The report does not show that the taxes, as originally assessed to Brown, were “ invalid by reason of any error or irregularity in the assessment,” so as to authorize a re-assessment *272under Gen. Sts. c. 11, § 53. By § 8 of that chapter it would seem that they were properly assessed to Brown as occupant, and constituted a lien upon the real estate so taxed. After the defendant took possession, upon his promise to pay such portion of the taxes assessed to Brown as properly belonged to the real estate which he claimed, if the collector would procure the assessors to make the apportionment, it appears that the assessors did make a re-assessment, apportioning the taxes, and setting to the defendant such portion as was laid upon the real estate which he then held. Upon this modification of the assessors’ lists, which are committed with their warrant to the collector, (§ 38,) both counts of the declaration are based.
More than a year having elapsed after these taxes were committed to the collector, he was entitled, under Gen. Sts. c. 12, § 19, to bring an action in his own name for the amount of the taxes, if they had been properly assessed to the defendant.
The court are of opinion that if the assessors made the change in their lists by the defendant’s request, apportioning the taxes previously set to Brown, and setting to Brown only what was laid upon his other property, and to the defendant what was laid upon real estate which he claimed and held, the defendant cannot now object to the new assessment on the ground merely of a want of authority in the assessors, under the statute, to make such alteration or re-assessment. The parties having acted in reliance upon his declarations, and having thereby changed their situation, apparently discharging Brown from all liability for so much of the taxes as are now claimed of the defendant, it is contrary to good faith that he should be allowed to allege the invalidity of that which he himself has authorized to be done.
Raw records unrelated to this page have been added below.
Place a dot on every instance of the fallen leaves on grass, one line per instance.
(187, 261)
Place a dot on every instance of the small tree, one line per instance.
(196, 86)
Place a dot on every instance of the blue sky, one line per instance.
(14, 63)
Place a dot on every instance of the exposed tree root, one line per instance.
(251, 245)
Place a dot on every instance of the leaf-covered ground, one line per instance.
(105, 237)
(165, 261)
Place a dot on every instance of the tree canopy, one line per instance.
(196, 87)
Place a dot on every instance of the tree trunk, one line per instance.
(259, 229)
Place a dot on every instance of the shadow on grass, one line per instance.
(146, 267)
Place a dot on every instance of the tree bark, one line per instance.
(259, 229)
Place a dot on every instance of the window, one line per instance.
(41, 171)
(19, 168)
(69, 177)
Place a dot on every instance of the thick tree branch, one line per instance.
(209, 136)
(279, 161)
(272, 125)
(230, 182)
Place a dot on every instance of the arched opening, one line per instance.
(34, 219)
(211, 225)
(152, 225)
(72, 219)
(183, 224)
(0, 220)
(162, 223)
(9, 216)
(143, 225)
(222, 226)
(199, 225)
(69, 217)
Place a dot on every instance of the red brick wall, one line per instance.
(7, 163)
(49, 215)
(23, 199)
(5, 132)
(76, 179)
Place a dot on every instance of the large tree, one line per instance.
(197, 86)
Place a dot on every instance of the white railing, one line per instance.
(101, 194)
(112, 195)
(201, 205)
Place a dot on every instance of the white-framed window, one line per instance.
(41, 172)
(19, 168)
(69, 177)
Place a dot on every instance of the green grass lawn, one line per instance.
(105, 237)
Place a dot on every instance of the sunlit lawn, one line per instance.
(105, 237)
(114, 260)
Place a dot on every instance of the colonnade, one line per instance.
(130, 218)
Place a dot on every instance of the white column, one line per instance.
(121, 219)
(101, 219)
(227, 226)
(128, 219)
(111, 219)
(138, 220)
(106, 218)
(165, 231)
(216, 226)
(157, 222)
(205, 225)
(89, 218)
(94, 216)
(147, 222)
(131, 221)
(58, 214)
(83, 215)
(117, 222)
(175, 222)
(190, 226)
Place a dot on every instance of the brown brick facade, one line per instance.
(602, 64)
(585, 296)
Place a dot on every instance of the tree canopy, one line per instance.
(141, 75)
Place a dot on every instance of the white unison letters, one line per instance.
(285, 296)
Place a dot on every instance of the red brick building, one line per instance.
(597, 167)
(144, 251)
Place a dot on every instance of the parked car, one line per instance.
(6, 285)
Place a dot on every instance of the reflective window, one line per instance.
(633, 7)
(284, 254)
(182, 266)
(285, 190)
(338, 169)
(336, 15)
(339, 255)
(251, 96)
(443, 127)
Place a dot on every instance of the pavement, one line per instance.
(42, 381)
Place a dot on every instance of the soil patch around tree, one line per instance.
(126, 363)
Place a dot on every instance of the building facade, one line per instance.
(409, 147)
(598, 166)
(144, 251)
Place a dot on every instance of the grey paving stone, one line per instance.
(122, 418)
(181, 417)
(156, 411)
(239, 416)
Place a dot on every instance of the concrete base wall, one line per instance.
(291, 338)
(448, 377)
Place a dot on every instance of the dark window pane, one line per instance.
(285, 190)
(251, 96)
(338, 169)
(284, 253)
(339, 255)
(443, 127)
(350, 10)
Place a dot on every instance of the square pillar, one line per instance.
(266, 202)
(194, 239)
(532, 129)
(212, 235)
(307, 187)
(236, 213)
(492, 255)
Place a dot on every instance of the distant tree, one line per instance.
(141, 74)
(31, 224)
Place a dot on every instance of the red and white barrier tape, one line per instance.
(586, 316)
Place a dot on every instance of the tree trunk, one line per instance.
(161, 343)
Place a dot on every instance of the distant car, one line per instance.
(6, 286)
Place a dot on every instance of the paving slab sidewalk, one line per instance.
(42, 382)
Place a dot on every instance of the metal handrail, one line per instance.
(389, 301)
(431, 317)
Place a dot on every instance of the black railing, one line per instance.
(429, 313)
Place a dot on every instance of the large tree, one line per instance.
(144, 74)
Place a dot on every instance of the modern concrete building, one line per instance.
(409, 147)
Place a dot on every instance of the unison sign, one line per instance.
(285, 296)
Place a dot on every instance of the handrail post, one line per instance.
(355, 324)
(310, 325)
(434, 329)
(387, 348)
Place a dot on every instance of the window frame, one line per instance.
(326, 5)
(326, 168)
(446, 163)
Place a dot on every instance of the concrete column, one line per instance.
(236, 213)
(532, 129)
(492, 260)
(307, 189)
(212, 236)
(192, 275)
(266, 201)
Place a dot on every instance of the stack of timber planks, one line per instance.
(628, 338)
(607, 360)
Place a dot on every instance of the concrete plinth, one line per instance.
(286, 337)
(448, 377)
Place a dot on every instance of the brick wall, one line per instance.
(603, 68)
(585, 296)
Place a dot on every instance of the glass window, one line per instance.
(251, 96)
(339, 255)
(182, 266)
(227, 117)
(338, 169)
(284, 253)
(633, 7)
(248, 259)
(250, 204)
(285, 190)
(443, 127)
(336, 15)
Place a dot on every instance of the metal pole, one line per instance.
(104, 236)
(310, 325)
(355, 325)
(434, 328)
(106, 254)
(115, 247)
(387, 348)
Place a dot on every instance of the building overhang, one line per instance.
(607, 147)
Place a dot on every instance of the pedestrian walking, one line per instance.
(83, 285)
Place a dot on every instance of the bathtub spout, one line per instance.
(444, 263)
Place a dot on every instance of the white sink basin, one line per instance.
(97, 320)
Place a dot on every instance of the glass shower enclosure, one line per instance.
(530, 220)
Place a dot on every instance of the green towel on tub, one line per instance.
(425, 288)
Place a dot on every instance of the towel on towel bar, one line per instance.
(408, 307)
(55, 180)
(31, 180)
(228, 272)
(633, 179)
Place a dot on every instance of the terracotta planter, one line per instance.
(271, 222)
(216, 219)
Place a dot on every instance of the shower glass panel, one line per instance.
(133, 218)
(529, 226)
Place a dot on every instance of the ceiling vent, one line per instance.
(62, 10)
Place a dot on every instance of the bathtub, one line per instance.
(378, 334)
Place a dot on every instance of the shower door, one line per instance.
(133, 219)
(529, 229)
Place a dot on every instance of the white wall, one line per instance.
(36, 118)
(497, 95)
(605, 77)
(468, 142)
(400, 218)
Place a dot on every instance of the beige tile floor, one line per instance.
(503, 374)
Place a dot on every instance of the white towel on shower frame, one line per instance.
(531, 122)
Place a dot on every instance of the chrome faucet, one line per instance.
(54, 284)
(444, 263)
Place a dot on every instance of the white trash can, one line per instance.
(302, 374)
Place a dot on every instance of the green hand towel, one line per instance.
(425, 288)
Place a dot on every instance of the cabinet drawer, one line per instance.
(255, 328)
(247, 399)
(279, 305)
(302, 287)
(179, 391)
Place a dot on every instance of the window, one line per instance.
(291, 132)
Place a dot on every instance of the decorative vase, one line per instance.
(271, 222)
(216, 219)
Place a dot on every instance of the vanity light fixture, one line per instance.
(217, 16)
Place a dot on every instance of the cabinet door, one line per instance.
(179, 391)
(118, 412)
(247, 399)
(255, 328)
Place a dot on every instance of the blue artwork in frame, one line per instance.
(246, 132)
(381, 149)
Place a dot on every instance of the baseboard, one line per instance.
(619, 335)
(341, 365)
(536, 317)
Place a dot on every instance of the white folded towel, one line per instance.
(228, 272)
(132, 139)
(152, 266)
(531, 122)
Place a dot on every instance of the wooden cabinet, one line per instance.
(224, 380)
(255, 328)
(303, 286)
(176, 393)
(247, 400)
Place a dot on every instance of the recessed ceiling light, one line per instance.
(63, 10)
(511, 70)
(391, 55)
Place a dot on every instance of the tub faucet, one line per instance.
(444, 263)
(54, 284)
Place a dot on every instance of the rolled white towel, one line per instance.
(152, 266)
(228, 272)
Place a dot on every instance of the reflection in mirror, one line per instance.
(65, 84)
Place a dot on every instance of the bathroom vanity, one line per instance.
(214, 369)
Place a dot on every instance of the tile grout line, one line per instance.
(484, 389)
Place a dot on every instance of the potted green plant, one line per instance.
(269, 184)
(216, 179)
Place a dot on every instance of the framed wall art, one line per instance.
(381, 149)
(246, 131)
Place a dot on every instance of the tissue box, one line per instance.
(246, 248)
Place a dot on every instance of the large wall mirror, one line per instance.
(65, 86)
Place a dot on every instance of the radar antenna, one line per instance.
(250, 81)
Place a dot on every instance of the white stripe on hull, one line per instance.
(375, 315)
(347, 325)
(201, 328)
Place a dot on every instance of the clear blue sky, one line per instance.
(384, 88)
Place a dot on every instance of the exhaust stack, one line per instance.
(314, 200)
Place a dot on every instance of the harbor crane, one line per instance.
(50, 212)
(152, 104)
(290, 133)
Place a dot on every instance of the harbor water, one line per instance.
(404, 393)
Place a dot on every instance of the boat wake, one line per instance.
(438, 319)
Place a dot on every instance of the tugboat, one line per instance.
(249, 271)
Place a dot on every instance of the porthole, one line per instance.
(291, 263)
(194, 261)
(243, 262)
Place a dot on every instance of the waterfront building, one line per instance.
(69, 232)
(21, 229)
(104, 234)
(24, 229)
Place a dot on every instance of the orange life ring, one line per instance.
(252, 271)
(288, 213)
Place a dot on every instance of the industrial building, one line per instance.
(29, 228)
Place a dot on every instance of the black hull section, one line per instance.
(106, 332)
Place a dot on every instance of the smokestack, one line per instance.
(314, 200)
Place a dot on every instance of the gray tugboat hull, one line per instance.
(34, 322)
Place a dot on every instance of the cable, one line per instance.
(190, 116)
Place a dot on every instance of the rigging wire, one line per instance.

But assuming that the defendant did not authorize a change in the tax lists, but merely requested that the amount, laid upon real estate that he then held, should be ascertained, which may appear to be the fact upon another trial, and is, perhaps, the fair interpretation of this report, we think the plaintiff may still recover upon the ground of an express promise to pay the amount when ascertained. Compliance with the defendant’s request, or *273condition, that the plaintiff “ would get the assessors of Freetown to apportion” the tax, was a good consideration for such a promise. So would be forbearance at his request, especially if thereby the land became discharged of the lien. Any act done at the defendant’s request and for his convenience, or to the inconvenience of the plaintiff, would be sufficient. Train v. Gold, 5 Pick. 380. Amherst Academy v. Cowls, 6 Pick. 427. Hubbard v. Coolidge, 1 Met. 84. Upon the statements of the report, the existence of a sufficient consideration for the promise appears very obvious. Whether the declaration properly sets forth the consideration, does not seem to have been made a question at the trial.
Such a promise is not within the statute of frauds. It does not appear whether, as between Brown and the defendant, it belonged to Brown or the defendant to pay these taxes; but they were a lien upon the real estate which the defendant held. The promise is, not to be responsible for their payment as Brown’s debt, but as the defendant’s own debt. His agreement is entirely irrespective of any liability of Brown; and although payment by the defendant would operate to discharge Brown’s liability for the claim as a tax assessed to him, yet that would be the incidental result, and not the leading object or purpose of the defendant’s promise. It seems to us, therefore, clearly to come within the class of those which are held to be original promises. Nelson v. Boynton, 3 Met. 396. Curtis v. Brown, 5 Cush. 488. Alger v. Scoville, 1 Gray, 391. Browne on St. of Frauds, § 212. Fish v. Thomas, 5 Gray, 45. This last case is very closely in point.
The objection that the action upon such a promise should be in the name of the town, and not of the collector, cannot be maintained. It does not enure to the benefit of the town solely. The collector, by forbearance, becomes responsible personally for the tax, as if collected. The promise is in terms to him. It is one promise for the whole amount of state, county and town taxes; and he has no principal whose interest is such as to be entitled to enforce the promise in its entirety.
But, upon general grounds, undoubtedly an agent may sue *274upon a promise thus made in terms to himself. Colburn v Phillips, 13 Gray, 64.
These conclusions make it unnecessary to consider whether the defendant’s letter is a sufficient writing to answer all the requirements of the statute of frauds. The verdict must be set aside, and, according to the agreement of the parties, the case is to stand for trial.